Return a dict that looks like this:
{
DEFAULT_KEY: all_merged_data_df
}
If not possible to merge all DataFrames into a single DataFrame then
you can return a dict that looks something like this:
{
'<name of target concept>': df_for_<target_concept>,
DEFAULT_KEY: all_merged_data_df
}
Target concept instances will be built from the default DataFrame unless
another DataFrame is explicitly provided via a key, value pair in the
output dict.
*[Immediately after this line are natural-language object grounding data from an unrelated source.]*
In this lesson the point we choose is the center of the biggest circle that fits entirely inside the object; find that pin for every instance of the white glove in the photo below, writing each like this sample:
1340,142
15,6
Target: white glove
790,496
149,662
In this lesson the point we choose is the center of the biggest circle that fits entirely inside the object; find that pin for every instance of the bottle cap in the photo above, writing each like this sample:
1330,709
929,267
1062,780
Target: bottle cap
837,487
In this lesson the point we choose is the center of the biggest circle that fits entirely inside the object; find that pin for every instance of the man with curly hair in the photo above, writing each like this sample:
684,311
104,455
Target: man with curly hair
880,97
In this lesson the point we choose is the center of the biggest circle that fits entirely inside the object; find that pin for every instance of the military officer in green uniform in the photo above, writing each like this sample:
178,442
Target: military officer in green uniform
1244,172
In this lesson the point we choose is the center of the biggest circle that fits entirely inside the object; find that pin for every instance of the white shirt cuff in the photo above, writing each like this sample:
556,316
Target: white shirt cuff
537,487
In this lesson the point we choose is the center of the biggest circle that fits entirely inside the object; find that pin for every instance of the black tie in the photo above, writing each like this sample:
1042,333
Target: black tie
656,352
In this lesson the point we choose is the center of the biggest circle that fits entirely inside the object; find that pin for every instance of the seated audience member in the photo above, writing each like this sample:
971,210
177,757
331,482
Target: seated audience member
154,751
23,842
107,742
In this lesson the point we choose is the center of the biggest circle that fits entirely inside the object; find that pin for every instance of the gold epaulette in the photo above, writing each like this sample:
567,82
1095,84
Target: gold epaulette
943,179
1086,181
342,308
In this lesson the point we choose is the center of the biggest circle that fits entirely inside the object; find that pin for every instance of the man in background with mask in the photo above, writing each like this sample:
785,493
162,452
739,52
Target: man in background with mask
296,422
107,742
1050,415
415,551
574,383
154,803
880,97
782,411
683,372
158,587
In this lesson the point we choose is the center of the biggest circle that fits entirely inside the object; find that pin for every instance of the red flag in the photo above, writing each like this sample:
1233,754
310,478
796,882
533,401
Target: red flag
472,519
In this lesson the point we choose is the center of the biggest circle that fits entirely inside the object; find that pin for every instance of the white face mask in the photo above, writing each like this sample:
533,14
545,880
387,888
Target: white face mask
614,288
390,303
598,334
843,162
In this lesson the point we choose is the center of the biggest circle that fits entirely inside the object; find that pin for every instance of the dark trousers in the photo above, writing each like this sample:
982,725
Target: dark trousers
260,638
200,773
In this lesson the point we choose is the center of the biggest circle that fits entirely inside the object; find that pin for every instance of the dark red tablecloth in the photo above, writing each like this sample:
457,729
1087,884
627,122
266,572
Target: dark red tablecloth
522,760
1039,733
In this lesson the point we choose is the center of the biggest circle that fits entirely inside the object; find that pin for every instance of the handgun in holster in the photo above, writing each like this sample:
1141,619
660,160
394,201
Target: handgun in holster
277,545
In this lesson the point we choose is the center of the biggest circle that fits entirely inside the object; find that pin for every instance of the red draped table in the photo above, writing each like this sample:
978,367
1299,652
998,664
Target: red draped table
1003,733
They key must match the name of an existing target concept.
The value will be the DataFrame to use when building instances of the
target concept.
A typical example would be:
{
'family_relationship': family_relationship_df,
'default': all_merged_data_df
}
"""
df = mapped_df_dict["extract_config.py"]
# df = outer_merge(
# mapped_df_dict['extract_config.py'],
# mapped_df_dict['family_and_phenotype.py'],
# on=CONCEPT.BIOSPECIMEN.ID,
# with_merge_detail_dfs=False
# )
return {DEFAULT_KEY: df}
Find the line near the bottom that says (highlighted above)
df = mapped_df_dict["extract_config.py"]
and replace that line with
df = outer_merge(
mapped_df_dict['extract_config.py'],
mapped_df_dict['family_and_phenotype.py'],
on=CONCEPT.BIOSPECIMEN.ID,
with_merge_detail_dfs=False
)
You can also just uncomment the block immediately below it that contains the
same new code in a Python comment. This now defines df
as the combination
of the two data files joined together according to the values in their
biospecimen identifier columns.
Test Again¶
Then again run
$ kidsfirst test my_study/ingest_package_1 --no_validate
Now you should see that it also pretends to load phenotypes from the new data in addition to the rest of the information.